In March, the umbrella organizations joined to organize Celebrate Jesus ’99, a monthlong, islandwide evangelistic crusade of the Billy Graham Evangelistic Association (BGEA). Franklin Graham was the main draw, attracting 70,000 to services in Kingston. Meetings were also held in nine other cities, and the BGEA estimates that more than 250,000 people attended—about 10 percent of Jamaica’s population.
Alston Henry, pastor of Kingston’s Open Bible Church and chair of the crusade’s local executive committee, says the crusade was the most extensive in the nation’s history, and the cooperation among churches was unprecedented. It marked the first time the JAE, JCC, JAFG, and Church of God in Jamaica ever officially coordinated their efforts.
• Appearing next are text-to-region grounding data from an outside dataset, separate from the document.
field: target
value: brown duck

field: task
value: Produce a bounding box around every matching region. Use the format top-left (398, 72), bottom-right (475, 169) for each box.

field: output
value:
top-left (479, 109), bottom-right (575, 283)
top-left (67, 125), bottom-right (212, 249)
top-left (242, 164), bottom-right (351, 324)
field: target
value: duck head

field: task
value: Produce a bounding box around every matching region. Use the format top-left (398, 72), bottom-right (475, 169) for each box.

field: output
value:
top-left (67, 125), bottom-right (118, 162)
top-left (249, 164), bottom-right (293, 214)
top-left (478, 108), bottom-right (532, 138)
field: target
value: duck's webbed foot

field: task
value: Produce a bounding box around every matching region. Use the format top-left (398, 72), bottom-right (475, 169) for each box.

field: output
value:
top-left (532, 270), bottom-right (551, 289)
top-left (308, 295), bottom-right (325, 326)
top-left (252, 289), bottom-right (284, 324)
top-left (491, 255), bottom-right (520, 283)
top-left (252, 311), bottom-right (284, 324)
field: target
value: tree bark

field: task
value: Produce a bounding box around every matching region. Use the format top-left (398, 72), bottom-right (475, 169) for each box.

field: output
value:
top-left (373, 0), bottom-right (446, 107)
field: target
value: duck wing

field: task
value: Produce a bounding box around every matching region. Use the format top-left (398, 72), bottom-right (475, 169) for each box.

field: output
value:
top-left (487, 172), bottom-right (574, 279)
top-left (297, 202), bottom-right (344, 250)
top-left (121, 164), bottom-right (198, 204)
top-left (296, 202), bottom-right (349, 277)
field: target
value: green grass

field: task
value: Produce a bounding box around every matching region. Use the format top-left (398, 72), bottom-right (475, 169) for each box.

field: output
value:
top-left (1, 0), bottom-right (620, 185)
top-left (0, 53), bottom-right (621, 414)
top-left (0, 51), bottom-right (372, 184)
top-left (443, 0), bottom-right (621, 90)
“The support came in across the church not only in terms of volunteers but also financially,” he says. “I’d be very surprised if these churches and umbrella groups didn’t work together again very soon. There is every indication that there was enough goodwill expressed here that they will.”
UNITING THEIR VOICES: Noel Fraser says the Seventh-day Adventist Church is “moving along with caution” in its process of joining the Jamaican Council of Churches. It now retains observer status and is not a full-fledged member. As the largest denomination in Jamaica—and as one accused of causing some of the rifts among churches—involvement could help the umbrella organizations have a stronger voice.
In the meantime, the umbrella groups are trying to present a united voice through the National Religious Media Commission, which runs Love FM (now Jamaica’s third-ranked radio station) and launched Love TV last summer. The commission has an even broader backing than the Franklin Graham crusade, sponsored by all seven of Jamaica’s umbrella organizations: the JAE, JCC, JAFG, the Church of God in Jamaica, the Jamaican Pentecostal Union, and the Seventh-day Adventists.
Jamaica’s churches have also come together to sponsor ecumenical prayer breakfasts and prayer vigils in the wake of the country’s recent violent outbreaks. Though some pastors have criticized the breakfasts as cozying up to the government, even these critics hope to combine forces with other denominations to re duce the nation’s crime and violence.